今回も、年金事務所の窓口事例で遺族年金を取り上げます。前々回のコラムでは現役世帯の遺族年金を取り上げましたが、今回は年金受給世帯の遺族年金についての事例です。

今回取り上げるのは、夫(72歳)が亡くなり、遺族年金の請求にいらっしゃった方(64歳)の事例です。男性でも今のご時世で72歳でお亡くなりになるのは、ちょっと早すぎますし、突然のご病気が原因だったとのことなので、悲しみも深く、落ち込んでいらっしゃるようにお見受けしました。

下の表が、ご夫婦の状況に関する説明です。

皆さんは、これらの情報から、本事例についてどのようなポイントがあるか、思い浮かびますか?以下の解説を見る前に、ちょっと考えてみてください。

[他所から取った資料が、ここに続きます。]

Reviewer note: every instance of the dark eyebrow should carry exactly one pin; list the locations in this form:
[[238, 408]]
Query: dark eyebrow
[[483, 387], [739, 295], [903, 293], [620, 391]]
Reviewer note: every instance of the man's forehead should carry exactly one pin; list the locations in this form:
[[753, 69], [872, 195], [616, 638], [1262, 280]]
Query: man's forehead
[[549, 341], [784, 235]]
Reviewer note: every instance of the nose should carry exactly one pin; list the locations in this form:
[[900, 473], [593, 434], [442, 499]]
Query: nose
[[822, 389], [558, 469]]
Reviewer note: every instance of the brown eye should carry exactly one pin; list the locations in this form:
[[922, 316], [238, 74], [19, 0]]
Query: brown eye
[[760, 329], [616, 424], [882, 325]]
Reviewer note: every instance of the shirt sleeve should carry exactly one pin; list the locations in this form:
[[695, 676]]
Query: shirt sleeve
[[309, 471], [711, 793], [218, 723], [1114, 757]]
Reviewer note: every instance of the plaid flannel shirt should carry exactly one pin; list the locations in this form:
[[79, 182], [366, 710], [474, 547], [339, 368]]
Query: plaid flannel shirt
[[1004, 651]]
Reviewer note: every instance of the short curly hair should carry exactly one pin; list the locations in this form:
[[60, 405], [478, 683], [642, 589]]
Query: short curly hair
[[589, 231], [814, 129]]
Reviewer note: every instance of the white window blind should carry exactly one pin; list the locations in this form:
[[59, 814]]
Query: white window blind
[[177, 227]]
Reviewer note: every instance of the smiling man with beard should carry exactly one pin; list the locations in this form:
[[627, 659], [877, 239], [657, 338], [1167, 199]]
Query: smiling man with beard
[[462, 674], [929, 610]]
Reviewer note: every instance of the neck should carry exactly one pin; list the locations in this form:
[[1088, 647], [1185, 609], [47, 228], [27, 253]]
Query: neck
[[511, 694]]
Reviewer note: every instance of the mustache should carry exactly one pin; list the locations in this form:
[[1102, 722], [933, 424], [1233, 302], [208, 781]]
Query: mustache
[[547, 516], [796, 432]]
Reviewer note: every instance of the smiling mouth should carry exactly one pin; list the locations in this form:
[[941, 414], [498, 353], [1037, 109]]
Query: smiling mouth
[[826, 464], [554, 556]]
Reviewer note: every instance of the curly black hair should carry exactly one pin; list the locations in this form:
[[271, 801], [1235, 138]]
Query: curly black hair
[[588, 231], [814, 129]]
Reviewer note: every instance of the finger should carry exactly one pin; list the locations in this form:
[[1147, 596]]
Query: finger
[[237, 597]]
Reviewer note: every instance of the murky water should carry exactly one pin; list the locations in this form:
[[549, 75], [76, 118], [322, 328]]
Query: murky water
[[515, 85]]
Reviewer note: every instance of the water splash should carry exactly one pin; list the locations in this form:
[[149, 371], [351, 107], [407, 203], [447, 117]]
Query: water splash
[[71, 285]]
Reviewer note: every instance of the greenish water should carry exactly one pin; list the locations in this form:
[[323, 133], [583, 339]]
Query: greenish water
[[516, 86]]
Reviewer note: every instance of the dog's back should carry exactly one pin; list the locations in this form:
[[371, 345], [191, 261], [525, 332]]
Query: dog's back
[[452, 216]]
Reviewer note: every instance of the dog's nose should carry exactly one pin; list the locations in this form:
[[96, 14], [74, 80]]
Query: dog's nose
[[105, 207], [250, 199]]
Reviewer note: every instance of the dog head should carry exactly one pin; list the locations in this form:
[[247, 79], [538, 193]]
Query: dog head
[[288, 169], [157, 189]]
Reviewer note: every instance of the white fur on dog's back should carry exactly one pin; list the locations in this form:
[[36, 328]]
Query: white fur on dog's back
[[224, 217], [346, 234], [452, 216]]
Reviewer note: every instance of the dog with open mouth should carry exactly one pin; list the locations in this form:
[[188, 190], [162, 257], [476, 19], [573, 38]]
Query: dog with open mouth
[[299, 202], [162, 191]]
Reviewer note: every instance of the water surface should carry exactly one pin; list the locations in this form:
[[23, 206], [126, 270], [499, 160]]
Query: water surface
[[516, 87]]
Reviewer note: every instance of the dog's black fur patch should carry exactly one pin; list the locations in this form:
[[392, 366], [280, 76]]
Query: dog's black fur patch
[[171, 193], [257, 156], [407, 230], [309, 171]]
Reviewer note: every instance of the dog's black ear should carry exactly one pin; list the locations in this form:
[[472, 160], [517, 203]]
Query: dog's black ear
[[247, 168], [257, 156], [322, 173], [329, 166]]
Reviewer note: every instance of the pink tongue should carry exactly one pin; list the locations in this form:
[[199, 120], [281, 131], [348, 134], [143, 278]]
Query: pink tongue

また、年金受給世帯の遺族年金に関しては、当年金コラムの「2020年10月号 年金相談の現場から 第5回」も参考にしてください。

65歳になるまでの遺族年金

まず、遺族年金ですが、ご夫婦の子はすでに成人しているので、遺族基礎年金はなく、遺族厚生年金のみとなります。ここで、夫は亡くなった時には厚生年金に加入していないので、老齢年金の受給権者として遺族年金が発生するためには、受給資格期間が300月あることが必要です。

老齢年金を受け取るためには、受給資格期間は120月で大丈夫ですが、遺族年金が発生するためには300月必要なので、300月に達していない方が老齢年金の請求に来た時には、窓口で受給資格期間に含めることのできる合算対象期間(カラ期間)や国民年金の任意加入、厚生年金の加入について、確認と案内をしています。今回の事例では、厚生年金の加入期間が390月あるので問題ありません。

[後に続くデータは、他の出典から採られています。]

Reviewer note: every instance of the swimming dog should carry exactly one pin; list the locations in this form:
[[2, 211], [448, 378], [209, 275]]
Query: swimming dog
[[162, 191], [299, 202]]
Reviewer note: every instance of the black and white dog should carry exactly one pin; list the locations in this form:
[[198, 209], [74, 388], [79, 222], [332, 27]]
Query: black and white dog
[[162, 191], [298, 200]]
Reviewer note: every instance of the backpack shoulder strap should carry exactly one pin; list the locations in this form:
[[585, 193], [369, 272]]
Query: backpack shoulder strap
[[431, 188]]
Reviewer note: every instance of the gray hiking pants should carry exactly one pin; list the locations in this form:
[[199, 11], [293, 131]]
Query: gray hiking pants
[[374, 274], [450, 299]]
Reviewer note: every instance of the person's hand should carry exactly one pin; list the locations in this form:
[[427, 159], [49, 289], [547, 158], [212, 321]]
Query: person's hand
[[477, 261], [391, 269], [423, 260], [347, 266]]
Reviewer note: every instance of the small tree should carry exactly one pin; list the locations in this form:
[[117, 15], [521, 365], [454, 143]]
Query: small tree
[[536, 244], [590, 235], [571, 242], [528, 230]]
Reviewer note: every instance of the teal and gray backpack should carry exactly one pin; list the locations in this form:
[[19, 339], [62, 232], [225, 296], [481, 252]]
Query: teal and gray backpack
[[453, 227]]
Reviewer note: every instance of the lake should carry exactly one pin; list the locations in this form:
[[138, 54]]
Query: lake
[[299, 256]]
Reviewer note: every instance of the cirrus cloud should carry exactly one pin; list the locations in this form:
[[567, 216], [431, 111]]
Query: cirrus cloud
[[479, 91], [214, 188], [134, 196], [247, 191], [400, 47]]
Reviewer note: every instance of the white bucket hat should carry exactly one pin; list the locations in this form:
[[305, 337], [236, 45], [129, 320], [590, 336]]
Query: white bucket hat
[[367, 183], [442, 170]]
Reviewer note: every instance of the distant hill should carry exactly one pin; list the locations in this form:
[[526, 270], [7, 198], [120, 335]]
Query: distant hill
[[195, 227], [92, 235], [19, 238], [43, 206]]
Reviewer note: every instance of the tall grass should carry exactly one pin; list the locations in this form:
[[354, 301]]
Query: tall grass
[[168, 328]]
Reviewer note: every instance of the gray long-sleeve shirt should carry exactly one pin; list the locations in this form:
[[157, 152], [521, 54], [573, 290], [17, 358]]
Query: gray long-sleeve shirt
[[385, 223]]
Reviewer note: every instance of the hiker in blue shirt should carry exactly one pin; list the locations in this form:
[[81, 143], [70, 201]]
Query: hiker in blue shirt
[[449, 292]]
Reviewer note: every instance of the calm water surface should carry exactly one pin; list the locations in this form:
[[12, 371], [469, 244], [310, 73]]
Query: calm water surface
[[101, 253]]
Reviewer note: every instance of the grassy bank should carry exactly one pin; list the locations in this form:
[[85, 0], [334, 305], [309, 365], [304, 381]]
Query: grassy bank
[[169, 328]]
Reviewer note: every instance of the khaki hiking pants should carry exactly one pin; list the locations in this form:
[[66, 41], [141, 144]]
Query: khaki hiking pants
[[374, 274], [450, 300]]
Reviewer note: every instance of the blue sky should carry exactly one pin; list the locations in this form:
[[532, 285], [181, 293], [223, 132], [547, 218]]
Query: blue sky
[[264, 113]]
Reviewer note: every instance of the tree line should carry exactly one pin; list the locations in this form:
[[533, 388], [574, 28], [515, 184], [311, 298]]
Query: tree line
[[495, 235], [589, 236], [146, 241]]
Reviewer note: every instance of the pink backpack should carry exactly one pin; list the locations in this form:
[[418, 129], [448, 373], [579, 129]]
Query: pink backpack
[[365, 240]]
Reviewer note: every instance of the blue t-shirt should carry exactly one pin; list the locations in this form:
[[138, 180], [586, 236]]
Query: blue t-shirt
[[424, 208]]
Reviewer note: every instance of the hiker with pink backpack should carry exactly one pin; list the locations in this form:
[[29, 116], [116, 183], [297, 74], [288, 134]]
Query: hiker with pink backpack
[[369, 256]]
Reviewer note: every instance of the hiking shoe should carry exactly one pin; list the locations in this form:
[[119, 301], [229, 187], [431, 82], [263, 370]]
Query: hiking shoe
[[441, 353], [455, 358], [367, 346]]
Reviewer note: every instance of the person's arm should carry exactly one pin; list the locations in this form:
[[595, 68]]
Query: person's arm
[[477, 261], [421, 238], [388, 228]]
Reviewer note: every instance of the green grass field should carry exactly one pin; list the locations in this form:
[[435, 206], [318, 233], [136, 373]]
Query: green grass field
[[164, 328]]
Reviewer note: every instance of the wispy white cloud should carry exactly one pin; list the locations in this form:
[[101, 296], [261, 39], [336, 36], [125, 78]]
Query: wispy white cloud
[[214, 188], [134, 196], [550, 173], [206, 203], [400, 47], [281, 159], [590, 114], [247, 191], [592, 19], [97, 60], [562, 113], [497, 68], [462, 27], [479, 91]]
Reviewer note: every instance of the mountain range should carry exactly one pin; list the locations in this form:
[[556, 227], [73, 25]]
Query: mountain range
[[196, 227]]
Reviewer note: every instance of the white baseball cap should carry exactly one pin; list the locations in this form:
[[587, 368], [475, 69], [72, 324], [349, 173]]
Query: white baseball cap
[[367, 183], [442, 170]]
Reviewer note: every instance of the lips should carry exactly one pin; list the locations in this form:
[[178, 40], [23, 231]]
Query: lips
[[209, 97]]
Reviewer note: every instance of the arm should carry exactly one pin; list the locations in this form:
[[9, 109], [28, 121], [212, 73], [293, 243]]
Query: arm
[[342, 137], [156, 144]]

妻はもうすぐ65歳になりますが、それまでの遺族厚生年金の額は、「報酬比例部分の4分の3」です。「厚生年金全体の額の4分の3」ではないので注意してください。それと、亡夫は厚生年金に20年以上加入しているので、中高齢の寡婦加算がつきます。

【65歳になるまでの遺族年金額】
基本額(報酬比例部分の4分の3) 56万円
中高齢の寡婦加算額 59万円 (合計)115万円

65歳になるまでは、妻自身の老齢年金と遺族年金を併せて受給することはできないので、いずれかを選択することになりますが、妻自身の特老厚よりも遺族年金の方が多いので、遺族年金を選択することになります。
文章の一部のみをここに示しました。